L’Allemagne est de loin le principal émetteur de gaz à effet de serre en Europe avec 22% du total contre 9,3% à la France. Son modèle énergétique tant vanté, la fameuse «Energiewende» (révolution énergétique) lancée il y a plus de 15 ans, se heurte au mur de la réalité. Se concentrer sur la production électrique et investir des centaines de milliards d’euros dans les renouvelables en abandonnant le nucléaire n’est finalement pas un moyen très efficace pour réduire les émissions de gaz à effet de serre. Quand les éoliennes et les panneaux solaires ne produisent pas d’électricité, faute de soleil et de vent, les centrales à charbon prennent le relais. Et à terme, les centrales au gaz quand elles auront remplacé celles au charbon.
Dans un rapport publié le 19 février, l’Agence internationale de l’énergie (AIE) souligne à son tour les faiblesses du modèle allemand pourtant tant admiré et maintenant même imité en France. De façon diplomatique, l’AIE appelle Berlin à «recentrer ses efforts» sur les transports et le chauffage.
46% d’électricité renouvelable
Dans sa feuille de route énergétique à l’horizon 2050 («Energiekonzept») qui remonte à septembre 2010, le gouvernement allemand s’était donné de nombreux objectifs ambitieux dont celui de porter la part des énergies renouvelables dans la consommation d’électricité du pays à 35% en 2020, un niveau déjà dépassé en 2018 (38%) et encore plus en 2019 puisque l’ensemble des énergies renouvelables a compté pour 46% de l’électricité en Allemagne.
Mais pour autant le système n’est pas très efficace et beaucoup d’électricité produite est gaspillée. Les infrastructures de transport d’électricité, notamment les lignes à haute tension entre les parcs éoliens au nord du pays et les zones de consommation dans le sud, sont totalement insuffisantes. Les projets ambitieux de développement de ses lignes ont pris un retard considérable. Notamment parce qu’ils se heurtent aux oppositions locales tout comme maintenant et systématiquement les nouvelles installations d’éoliennes.

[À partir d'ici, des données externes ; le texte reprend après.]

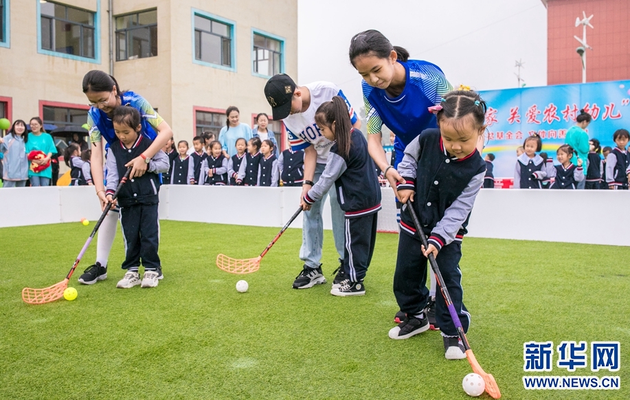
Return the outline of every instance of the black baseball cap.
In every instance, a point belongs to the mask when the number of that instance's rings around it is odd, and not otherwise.
[[[265,97],[271,106],[273,120],[284,120],[291,113],[291,100],[295,82],[286,74],[274,75],[265,85]]]

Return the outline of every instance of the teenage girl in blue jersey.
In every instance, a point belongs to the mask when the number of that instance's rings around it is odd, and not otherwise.
[[[90,102],[87,113],[87,124],[91,142],[92,180],[96,189],[96,195],[104,208],[107,203],[103,171],[104,149],[102,138],[105,140],[105,152],[109,144],[116,140],[111,115],[120,106],[132,107],[140,112],[142,134],[153,143],[139,157],[131,161],[125,166],[133,167],[131,178],[142,176],[150,159],[172,137],[173,133],[161,117],[144,98],[131,91],[122,91],[113,76],[102,71],[90,71],[83,77],[83,93]],[[92,285],[98,280],[107,278],[107,259],[116,234],[117,212],[109,212],[98,230],[96,245],[96,263],[91,265],[79,278],[79,282]],[[161,271],[159,271],[161,278]]]
[[[396,171],[405,148],[420,132],[438,126],[428,108],[439,104],[453,90],[442,69],[427,61],[409,60],[409,52],[392,46],[380,32],[366,30],[355,35],[348,51],[350,61],[363,78],[363,102],[368,118],[368,148],[376,167],[383,171],[397,199],[396,182],[405,179]],[[396,135],[394,166],[390,166],[381,143],[381,129],[385,124]],[[483,137],[480,138],[483,144]],[[396,205],[400,206],[400,203]],[[400,222],[400,212],[396,219]],[[431,298],[435,298],[435,277],[431,275]],[[433,300],[434,302],[434,300]],[[431,304],[429,304],[431,305]],[[429,310],[431,329],[438,329]],[[403,314],[396,314],[401,322]]]

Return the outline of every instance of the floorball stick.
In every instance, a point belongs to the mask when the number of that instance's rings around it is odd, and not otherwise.
[[[129,177],[129,173],[131,172],[131,167],[127,168],[127,172],[125,173],[124,176],[122,177],[122,179],[120,179],[120,183],[118,184],[118,186],[116,188],[116,191],[114,192],[113,196],[112,196],[112,200],[115,199],[118,196],[118,192],[120,190],[120,188],[122,187],[122,185],[127,181],[127,179]],[[76,266],[79,265],[79,261],[81,260],[81,258],[83,257],[83,254],[85,253],[85,250],[89,247],[90,243],[92,242],[92,238],[93,238],[94,235],[96,234],[96,231],[98,230],[100,224],[103,222],[103,220],[105,219],[105,216],[107,215],[107,212],[111,208],[112,203],[108,203],[105,205],[105,209],[103,210],[103,213],[101,214],[100,218],[98,219],[98,221],[96,223],[96,225],[94,225],[94,229],[92,230],[92,233],[90,235],[90,237],[87,238],[87,241],[85,241],[85,244],[83,245],[83,248],[81,249],[81,252],[79,253],[79,255],[77,256],[76,260],[74,260],[74,265],[72,265],[72,268],[70,269],[70,271],[68,272],[68,274],[66,275],[65,279],[53,285],[52,286],[49,286],[48,287],[45,287],[43,289],[32,289],[30,287],[25,287],[22,289],[22,300],[25,302],[27,302],[30,304],[43,304],[44,303],[49,303],[55,300],[59,300],[63,297],[63,291],[68,287],[68,281],[70,280],[70,277],[72,276],[72,274],[74,273],[74,270],[76,269]]]
[[[414,207],[410,203],[407,203],[407,208],[409,208],[409,213],[412,214],[414,225],[416,225],[416,230],[418,231],[418,234],[420,235],[423,245],[425,246],[425,249],[427,249],[429,247],[429,241],[427,240],[427,235],[425,234],[423,227],[418,220],[418,216],[416,215],[416,210],[414,210]],[[468,344],[468,339],[466,338],[466,333],[464,333],[462,322],[460,321],[460,318],[458,316],[457,311],[455,311],[455,307],[453,305],[453,302],[451,300],[451,295],[449,294],[449,291],[444,283],[444,278],[442,277],[442,274],[438,267],[436,258],[434,257],[432,254],[429,254],[429,263],[431,264],[431,269],[433,269],[433,272],[438,280],[440,291],[444,296],[444,300],[446,301],[447,307],[449,309],[449,313],[451,314],[451,318],[453,319],[455,328],[457,328],[458,335],[460,335],[460,338],[464,344],[464,348],[466,350],[466,358],[468,359],[468,362],[473,367],[473,372],[475,374],[479,374],[484,379],[484,381],[486,383],[486,392],[493,399],[499,399],[501,397],[501,391],[499,390],[497,381],[495,380],[495,377],[492,375],[486,373],[479,365],[479,363],[477,362],[477,359],[475,358],[475,355],[473,354],[473,351],[471,350],[471,346]]]
[[[300,208],[297,209],[297,211],[293,214],[293,216],[291,217],[291,219],[289,220],[289,222],[286,223],[280,232],[278,232],[278,234],[275,235],[275,237],[273,238],[273,240],[271,241],[271,243],[269,244],[265,250],[260,253],[260,255],[258,257],[254,258],[245,258],[244,260],[238,260],[236,258],[232,258],[228,257],[225,254],[219,254],[216,256],[216,266],[220,269],[225,271],[226,272],[230,272],[232,274],[249,274],[251,272],[256,272],[260,267],[260,260],[262,259],[262,257],[267,254],[267,252],[269,251],[269,249],[271,248],[271,246],[273,245],[275,242],[278,241],[278,239],[280,238],[280,236],[282,236],[282,234],[284,233],[284,231],[286,230],[286,228],[289,227],[289,225],[291,225],[293,220],[300,215],[300,213],[302,212],[302,206],[300,206]]]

L’AIE souligne aussi que la sortie rapide du nucléaire, d’ici 2022, et la forte augmentation des importations d’électricité ont «compensé certains bénéfices de l’Energiewende» en matière de réduction des émissions de gaz à effet de serre. Les centrales à charbon ont tourné à plein régime et ont encore produit plus de 29% de l’électricité.
… mais les énergies fossiles représentent 79% de l’énergie primaire
Et si l’agence salue son plan de sortie du charbon d’ici 2038, elle appelle aussi l’Allemagne à veiller à conserver une certaine sécurité énergétique du fait du niveau déjà très élevé de ses importations, notamment d’électricité nucléaire française. Il y a ainsi une forme d’hypocrisie à rejeter le nucléaire et à en sortir tout en dépendant de l’électricité nucléaire française…
En fait, en dépit des investissements massifs dans les renouvelables éoliens et solaires dans la production électrique, les énergies fossiles comptaient encore pour plus de 79% de la consommation annuelle d’énergie primaire en Allemagne en 2018 selon les dernières données de l’AIE. L’électricité ne représente finalement qu’un cinquième de la consommation finale d’énergie en Allemagne.
L’Allemagne s’était aussi fixée comme objectif de réduire d’au moins 40% ses émissions de gaz à effet de serre en 2020 par rapport à l’année de référence 1990, de 55% d’ici à 2030, de 70% d’ici 2040 et de 80% à 95% d’ici à 2050. Mais elle n’est pas sur une bonne trajectoire. En 2018, les émissions de gaz à effet de serre de l’Allemagne étaient inférieures de 31% à celles de 1990. Pour l’AIE, Berlin va rencontrer de fortes difficultés pour atteindre ses objectifs en raison d’«efforts inégaux selon les secteurs».
Le gouvernement allemand tente d’ailleurs d’infléchir la stratégie de l’Energiewende. Il a présenté en octobre 2019 un Programmation d’action à l’horizon 2030 qui comprend «un système de tarification progressive du CO2 pour certains secteurs non couverts par le marché européen du carbone (chauffage et transports), un allègement fiscal et d’autres incitations pour des rénovations énergétiques de bâtiments, des subventions plus élevées pour les véhicules électriques et des investissements publics plus importants dans les transports publics». Des mesures saluées par l’AIE mais qui mettront beaucoup de temps à modifier les comportements et à réduire la dépendance aux énergies fossiles.